Friday, March 30, 2012

We're Going To Need A Really Big Camper And A Lot Of Gas

Courtesy of our beloved InstaPundit, we have this interesting speculation about the possibility of lots of life-sustaining worlds:

About 40 percent of red dwarf stars may have Earth-sized planets orbiting them that have the right conditions for life.

Red dwarfs – which are smaller and cooler than our sun – are extremely common, making up 80 percent of stars in the galaxy. Their ubiquity suggests that there are tens of billions of possible places to look for life beyond Earth, with at least 100 such planets located nearby.

The new estimate comes from a team of astronomers using the European Southern Observatory’s HARPS planet-hunting telescope to look at a sample of 102 nearby red dwarfs over a six-year period. The telescope checked for a characteristic wobble from the star, indicating that at least one planet was tugging on it while orbiting around.

The search found nine planets with between one and 10 Earth masses, including two in the habitable zone, possibly giving them the right temperature to have liquid water. Because red dwarfs don’t produce as much heat as our sun, their habitable zones occur much closer to the star.

...to which Professor Reynolds replies:

We need interstellar travel. Faster, please!

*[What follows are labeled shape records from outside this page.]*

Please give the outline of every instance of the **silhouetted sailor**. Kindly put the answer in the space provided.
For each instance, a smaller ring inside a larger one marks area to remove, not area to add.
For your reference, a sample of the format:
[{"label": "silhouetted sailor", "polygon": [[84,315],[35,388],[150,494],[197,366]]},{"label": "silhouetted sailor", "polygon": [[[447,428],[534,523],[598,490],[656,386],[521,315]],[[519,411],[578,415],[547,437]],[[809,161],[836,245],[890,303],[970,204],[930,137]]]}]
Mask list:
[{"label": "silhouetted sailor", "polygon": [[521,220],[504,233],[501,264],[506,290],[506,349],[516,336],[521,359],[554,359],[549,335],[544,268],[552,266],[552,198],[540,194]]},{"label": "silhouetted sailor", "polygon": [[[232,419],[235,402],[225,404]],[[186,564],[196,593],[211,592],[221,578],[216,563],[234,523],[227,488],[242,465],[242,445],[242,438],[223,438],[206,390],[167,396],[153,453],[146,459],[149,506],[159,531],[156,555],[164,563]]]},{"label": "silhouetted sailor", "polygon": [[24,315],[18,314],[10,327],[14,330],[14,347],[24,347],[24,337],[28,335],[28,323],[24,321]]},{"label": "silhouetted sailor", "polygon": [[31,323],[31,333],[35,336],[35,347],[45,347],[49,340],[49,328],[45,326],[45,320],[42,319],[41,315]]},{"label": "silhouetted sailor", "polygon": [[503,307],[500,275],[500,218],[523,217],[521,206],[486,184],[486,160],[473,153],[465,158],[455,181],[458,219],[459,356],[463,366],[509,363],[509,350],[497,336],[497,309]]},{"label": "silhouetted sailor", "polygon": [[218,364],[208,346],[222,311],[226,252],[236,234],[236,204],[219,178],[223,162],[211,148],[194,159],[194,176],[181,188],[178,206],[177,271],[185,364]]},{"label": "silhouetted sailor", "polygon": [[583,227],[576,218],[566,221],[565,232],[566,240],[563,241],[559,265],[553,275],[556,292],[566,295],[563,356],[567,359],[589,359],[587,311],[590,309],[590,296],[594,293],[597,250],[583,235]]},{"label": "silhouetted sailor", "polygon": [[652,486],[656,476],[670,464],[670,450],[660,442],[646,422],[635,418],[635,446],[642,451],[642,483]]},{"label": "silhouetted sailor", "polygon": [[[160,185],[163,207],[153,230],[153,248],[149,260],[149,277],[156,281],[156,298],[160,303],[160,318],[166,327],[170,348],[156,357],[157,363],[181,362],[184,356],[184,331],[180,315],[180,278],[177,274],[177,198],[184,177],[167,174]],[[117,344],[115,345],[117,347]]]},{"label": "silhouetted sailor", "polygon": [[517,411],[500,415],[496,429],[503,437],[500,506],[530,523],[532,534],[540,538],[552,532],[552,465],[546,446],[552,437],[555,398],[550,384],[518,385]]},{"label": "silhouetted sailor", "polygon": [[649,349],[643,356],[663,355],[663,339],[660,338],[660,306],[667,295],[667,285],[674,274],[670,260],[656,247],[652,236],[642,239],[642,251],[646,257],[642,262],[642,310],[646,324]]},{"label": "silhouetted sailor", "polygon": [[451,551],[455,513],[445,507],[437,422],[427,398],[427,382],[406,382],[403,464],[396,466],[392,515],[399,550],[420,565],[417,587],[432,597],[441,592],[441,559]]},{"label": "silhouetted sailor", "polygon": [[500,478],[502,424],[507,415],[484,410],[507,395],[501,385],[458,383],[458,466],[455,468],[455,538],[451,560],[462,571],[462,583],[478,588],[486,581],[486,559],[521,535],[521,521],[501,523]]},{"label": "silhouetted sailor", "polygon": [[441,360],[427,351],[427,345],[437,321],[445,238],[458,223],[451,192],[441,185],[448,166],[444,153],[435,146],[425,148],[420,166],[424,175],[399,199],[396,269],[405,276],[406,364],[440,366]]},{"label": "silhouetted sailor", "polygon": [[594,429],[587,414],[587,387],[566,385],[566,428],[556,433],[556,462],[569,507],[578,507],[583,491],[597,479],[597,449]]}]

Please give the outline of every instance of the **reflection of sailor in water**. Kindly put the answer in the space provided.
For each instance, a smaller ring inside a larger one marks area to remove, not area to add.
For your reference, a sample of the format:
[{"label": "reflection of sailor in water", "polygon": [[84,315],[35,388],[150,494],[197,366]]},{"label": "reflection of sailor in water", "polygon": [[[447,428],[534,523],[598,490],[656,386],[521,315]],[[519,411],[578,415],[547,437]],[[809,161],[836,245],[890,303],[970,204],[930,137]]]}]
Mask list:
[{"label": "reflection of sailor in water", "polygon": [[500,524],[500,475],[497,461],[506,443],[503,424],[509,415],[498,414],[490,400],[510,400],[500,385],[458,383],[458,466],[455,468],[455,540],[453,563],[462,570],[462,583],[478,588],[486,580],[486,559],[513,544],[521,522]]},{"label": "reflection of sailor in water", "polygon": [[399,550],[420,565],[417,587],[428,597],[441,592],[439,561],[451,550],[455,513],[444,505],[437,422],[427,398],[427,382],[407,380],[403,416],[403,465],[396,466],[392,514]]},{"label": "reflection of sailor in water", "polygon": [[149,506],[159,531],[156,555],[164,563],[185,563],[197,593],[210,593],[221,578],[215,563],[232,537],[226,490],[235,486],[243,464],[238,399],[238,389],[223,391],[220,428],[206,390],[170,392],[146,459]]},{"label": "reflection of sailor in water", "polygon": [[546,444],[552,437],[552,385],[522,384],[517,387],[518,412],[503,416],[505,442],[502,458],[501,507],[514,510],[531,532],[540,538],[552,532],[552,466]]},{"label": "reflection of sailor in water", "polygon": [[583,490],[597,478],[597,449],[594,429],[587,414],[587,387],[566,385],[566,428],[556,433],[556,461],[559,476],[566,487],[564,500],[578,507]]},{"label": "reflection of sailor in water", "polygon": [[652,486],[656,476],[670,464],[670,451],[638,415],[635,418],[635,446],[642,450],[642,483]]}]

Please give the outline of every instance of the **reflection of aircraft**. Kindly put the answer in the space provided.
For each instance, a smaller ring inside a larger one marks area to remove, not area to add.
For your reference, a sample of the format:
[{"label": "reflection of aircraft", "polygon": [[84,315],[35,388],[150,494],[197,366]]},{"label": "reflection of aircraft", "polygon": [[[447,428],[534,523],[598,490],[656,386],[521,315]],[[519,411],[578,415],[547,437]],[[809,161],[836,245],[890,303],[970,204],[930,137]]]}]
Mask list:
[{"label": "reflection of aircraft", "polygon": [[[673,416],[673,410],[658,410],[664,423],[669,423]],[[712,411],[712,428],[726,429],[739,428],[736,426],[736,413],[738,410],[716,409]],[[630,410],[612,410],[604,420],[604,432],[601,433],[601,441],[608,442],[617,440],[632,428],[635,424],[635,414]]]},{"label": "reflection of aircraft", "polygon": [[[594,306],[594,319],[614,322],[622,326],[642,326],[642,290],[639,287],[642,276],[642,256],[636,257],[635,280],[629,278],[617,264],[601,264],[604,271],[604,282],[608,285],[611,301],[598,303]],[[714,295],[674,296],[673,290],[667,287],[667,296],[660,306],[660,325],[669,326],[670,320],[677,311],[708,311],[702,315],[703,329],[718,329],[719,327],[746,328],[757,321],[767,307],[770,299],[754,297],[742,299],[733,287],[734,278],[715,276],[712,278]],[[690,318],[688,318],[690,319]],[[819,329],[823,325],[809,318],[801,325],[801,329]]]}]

We do? Well, let's agree at the least that it would provide us with some options. But until a superluminal reactionless drive should make its appearance, I'm afraid it's not in the cards.

Two arguments for interstellar travel are more common than all the others: adventure and racial survival. Let's leave our taste for adventure off the table for the moment. The usual "survival" argument is to secure the future of Mankind against the possibility of a world-ending calamity here on Earth. The establishment of a human presence on a world in some other solar system would seem to improve the odds that Man will continue regardless of any "local" events. At any rate, it's more difficult to wipe out a species distributed over several solar systems than one that's concentrated on one world.

But sublight vehicles bound by Newton's Third Law can't garner the interest, or fire the enthusiasm, of people who have lives they'd have to live out in transit between the stars. Try to imagine how you'd go about recruiting enough volunteers to man such a mission -- to say nothing of the difficulties of financing it. Which is why, when I imagined the Hegira of the Spooner Federation, I based it on a no-alternatives scenario: flee the Solar System or die at once!

What's that you say? What about "suspended animation?" Well, you bring me a man whose "animation" has been "suspended" for a good long while -- say seventy years or so -- and has been successfully "reanimated," and then we'll talk.